Transcriptional regulation of cadBA by CadC in vitro or in vivo. A Expression profiles of cadBA operon in normal and acidic conditions. E. tarda TX01 and TX01ΔcadC in logarithmic growth phase was culture in normal LB (pH = 7.0) or in acidic LB (pH = 5.5) for 1 h, then the expression of cadB, cadA, and cadBA were examined by RT-qPCR. For convenience of comparison, the expression level of cadBA operon in wild type TX01 set as 1. B The promoter activity of cadBA operon was regulated by CadC in vitro.

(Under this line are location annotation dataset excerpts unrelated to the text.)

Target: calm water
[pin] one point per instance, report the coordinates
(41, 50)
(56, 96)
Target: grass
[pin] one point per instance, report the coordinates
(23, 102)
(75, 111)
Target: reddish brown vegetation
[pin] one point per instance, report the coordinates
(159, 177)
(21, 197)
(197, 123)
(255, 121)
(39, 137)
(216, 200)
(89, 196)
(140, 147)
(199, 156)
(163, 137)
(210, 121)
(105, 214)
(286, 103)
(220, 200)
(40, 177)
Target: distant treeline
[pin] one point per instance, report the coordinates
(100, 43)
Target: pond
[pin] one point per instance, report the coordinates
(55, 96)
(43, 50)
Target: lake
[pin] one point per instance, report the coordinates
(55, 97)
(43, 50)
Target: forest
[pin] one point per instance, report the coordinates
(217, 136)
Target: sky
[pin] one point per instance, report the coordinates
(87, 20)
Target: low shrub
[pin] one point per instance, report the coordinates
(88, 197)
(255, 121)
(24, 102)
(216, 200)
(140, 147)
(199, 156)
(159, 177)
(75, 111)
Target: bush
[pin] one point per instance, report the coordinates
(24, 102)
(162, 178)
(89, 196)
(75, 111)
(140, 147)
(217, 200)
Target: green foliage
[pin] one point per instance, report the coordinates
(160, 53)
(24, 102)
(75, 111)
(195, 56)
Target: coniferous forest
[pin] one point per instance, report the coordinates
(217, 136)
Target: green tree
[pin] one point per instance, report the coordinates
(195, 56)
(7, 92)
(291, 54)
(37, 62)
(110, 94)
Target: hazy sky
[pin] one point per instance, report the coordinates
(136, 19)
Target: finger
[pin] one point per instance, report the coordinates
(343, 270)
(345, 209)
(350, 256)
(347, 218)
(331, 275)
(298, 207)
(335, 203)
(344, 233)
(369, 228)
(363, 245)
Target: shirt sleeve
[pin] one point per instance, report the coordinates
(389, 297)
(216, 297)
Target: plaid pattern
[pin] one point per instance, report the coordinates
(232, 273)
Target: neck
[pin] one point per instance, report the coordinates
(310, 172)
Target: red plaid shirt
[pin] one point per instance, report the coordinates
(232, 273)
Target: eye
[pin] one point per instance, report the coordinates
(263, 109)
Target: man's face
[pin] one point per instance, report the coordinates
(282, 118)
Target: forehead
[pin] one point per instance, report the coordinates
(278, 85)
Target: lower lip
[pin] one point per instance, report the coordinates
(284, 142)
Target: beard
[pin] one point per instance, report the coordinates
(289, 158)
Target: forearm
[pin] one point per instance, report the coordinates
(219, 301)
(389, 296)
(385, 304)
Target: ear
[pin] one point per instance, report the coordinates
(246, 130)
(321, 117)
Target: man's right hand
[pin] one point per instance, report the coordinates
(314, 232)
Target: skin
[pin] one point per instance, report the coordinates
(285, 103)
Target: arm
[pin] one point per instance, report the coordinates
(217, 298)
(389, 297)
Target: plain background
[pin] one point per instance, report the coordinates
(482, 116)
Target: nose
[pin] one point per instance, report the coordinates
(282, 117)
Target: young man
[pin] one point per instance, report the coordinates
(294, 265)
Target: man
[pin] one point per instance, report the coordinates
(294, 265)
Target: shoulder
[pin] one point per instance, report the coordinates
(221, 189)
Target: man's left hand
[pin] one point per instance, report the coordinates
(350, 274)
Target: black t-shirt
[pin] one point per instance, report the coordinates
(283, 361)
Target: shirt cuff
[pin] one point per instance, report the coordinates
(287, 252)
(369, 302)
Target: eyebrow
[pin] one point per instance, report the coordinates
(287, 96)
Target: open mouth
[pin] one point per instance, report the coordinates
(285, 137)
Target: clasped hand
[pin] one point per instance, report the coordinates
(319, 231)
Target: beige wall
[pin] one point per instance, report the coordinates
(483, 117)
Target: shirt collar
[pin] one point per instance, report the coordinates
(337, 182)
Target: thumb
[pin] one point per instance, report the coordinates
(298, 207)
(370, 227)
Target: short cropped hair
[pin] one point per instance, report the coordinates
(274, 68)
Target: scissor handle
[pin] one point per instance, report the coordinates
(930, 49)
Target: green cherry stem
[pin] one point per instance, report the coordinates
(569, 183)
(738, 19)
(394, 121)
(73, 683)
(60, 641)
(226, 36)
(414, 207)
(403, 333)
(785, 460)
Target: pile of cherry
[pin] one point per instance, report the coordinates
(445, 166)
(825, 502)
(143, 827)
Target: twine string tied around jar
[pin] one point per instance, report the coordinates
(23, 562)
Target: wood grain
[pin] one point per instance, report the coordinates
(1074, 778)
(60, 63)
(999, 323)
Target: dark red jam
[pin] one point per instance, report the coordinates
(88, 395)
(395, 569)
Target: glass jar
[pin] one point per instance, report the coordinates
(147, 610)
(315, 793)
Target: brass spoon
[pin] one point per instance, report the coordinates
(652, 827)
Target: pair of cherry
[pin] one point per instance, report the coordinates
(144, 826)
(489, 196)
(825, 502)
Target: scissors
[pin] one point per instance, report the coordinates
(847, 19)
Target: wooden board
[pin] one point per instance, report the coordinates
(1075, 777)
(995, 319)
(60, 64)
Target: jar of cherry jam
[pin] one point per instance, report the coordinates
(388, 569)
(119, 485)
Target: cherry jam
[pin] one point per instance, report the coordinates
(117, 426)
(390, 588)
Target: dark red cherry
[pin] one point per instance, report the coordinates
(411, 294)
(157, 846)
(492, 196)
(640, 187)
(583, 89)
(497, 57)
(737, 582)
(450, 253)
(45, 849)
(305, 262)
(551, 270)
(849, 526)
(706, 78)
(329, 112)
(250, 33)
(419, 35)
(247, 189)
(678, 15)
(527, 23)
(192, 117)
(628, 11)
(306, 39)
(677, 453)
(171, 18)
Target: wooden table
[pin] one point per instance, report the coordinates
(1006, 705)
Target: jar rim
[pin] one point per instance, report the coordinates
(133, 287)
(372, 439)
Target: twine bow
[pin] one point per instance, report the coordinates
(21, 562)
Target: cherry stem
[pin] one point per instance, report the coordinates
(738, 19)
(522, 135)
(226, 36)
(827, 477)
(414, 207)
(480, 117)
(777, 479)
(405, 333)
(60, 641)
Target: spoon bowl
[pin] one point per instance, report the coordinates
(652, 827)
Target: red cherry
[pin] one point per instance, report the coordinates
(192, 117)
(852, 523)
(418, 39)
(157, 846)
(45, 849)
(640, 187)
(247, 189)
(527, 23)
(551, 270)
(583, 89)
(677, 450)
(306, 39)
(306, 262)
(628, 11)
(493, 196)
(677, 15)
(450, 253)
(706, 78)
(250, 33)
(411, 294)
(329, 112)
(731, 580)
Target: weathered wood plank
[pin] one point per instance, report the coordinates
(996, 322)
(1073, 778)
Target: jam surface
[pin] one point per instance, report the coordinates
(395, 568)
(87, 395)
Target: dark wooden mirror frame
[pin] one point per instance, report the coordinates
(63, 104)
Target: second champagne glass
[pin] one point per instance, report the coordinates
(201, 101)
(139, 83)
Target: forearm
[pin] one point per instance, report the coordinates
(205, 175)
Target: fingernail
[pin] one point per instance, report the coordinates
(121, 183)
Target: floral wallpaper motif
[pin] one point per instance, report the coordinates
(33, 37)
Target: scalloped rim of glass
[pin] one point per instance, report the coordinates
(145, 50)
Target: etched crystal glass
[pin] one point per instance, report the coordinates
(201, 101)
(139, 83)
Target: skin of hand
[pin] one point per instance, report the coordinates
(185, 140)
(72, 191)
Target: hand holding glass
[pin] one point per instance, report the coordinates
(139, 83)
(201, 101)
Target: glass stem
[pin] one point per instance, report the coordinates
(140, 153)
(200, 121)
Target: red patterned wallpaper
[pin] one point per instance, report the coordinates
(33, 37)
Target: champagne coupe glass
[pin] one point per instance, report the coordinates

DH5α/pSC418/pJR21 and DH5α/pSC418/pJR21C were streaked and cultured on an X-gal plate at pH 5.5 in the presence of 5 mM L-lysin. The depth of blue indicates the strength of promoter activity. C The promoter activity of cadBA operon was regulated by CadC in vivo. The wild-type TX01 and TX01ΔcadC mutant carrying the reporter plasmid pJR21-418-lx were cultured to the exponential phase. Then strains were transferred acid LB media (pH = 5.5) supplemented with 5 mM l-lysine and grown for 1 h. The transcriptional regulation of promoter of cadBA was assessed by measuring luciferase activity. Data are the means of three independent experiments and presented as means ± SEM (N = 3). N, the number of times the experiment was performed. **, P < 0.01; *, P < 0.05.